MEET ZIPPERNECK, MOJO DOJO'S FAVORITE BAND

On the recommendation of Press colleague William Michael Smith, I caught Zipperneck, an excellent new garage/punk/roots rock trio that played at the Continental Club a couple of Wednesdays ago, on a night when the audience consisted solely of the hard-core regulars and the members of the other two bands on the bill.

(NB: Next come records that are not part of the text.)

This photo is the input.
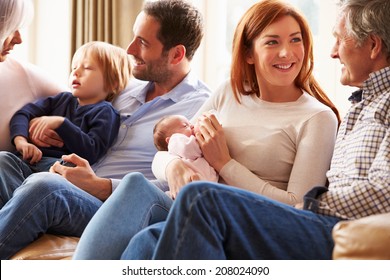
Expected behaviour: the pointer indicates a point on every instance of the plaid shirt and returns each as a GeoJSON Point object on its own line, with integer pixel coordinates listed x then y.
{"type": "Point", "coordinates": [359, 176]}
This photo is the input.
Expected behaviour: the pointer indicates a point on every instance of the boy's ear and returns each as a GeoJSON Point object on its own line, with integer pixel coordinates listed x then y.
{"type": "Point", "coordinates": [178, 53]}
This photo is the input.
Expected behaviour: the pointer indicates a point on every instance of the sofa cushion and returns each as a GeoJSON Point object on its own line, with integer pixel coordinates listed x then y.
{"type": "Point", "coordinates": [48, 247]}
{"type": "Point", "coordinates": [366, 238]}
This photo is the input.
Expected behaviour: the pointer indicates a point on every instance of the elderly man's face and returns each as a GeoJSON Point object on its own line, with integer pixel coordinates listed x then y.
{"type": "Point", "coordinates": [356, 60]}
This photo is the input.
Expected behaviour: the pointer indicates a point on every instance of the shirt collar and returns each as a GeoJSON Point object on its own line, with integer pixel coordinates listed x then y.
{"type": "Point", "coordinates": [377, 83]}
{"type": "Point", "coordinates": [187, 86]}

Let me tell you, the rest of y'all are missing out. When they first took the stage, I told Smith there was something about the twentysomething singer-bassist -- the fierce, redheaded Mel Hell -- that reminded me of a young Wanda Jackson, whom I had seen on the same stage a year or so back. And once the band started ripping through what they call their "train wreck between the Clash and Loretta Lynn," the Jackson impression only deepened, though I also caught some strong reminders of Joan Jett and Chrissie Hynde from that time before all her best bandmates smacked themselves into oblivion.

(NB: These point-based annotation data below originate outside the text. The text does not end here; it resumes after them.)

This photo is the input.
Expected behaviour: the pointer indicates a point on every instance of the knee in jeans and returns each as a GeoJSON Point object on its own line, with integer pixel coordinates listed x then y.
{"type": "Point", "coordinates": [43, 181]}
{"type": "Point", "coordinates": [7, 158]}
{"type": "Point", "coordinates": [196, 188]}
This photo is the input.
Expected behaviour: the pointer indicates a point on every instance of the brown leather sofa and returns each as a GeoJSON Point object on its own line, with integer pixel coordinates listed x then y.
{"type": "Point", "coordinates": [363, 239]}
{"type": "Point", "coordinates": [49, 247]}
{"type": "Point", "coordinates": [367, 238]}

And Mel has bandmates every bit the equal of those guys: Drummer David Skins is one of those cats who seem to defy gravity behind the kit; tattooed, leather-clad guitarist J.D. can riff dirty chords like a Ramone and squeal harmonics like Billy G.; and all that's over the top of Hell's chudding bass and under her full-throated, alternately growling and wailing vocals. Song subjects ran the gamut from love laments ("My Heart Is M.I.A.") to cartoon villains ("Mojo Dojo").

The band came together through an ad (in the Press, they say). J.D. and Mel met first; the former was a veteran of the bands Tread, Bravo Three and Super Boy, while the latter had played with the Rumble Cats, which featured Phil Deville of New Orleans/Denver band Mustang Lightning, and was just coming off maternity leave after her first baby. The two enjoyed jamming together, but they still needed a drummer and a singer. Eventually Skins -- whose impressive résumé includes stints in the Big Boys, London Girl and Magnetic IV -- came aboard and Mel says she was forced into singing.

"We come from three distinct generations," says Skins on the patio at the Big Top after the show next door. "J.D. knew [Big Boys front man] Biscuit Turner back in the early '80s; I came along in the mid- to late '80s; [Mel's] a little bit younger than us. So we really bring three distinct elements, three different sources and sensibilities."

Skins says that hearing Hell sing was a case of love at first sound. "It was like early Joan Jett," he says. "I love women singers who don't sound girly. And Mel's nowhere near girly."

"Yeah, most of my influences are male bands, like the Clash," she says, though she does send some props toward one female rocker; yep, you guessed it, Wanda Jackson.

Recordings aren't in Zipperneck's immediate future, but the band's live shows should be in yours. In the meantime, you can hear some rough mixes at www.myspace.com/zipperneck.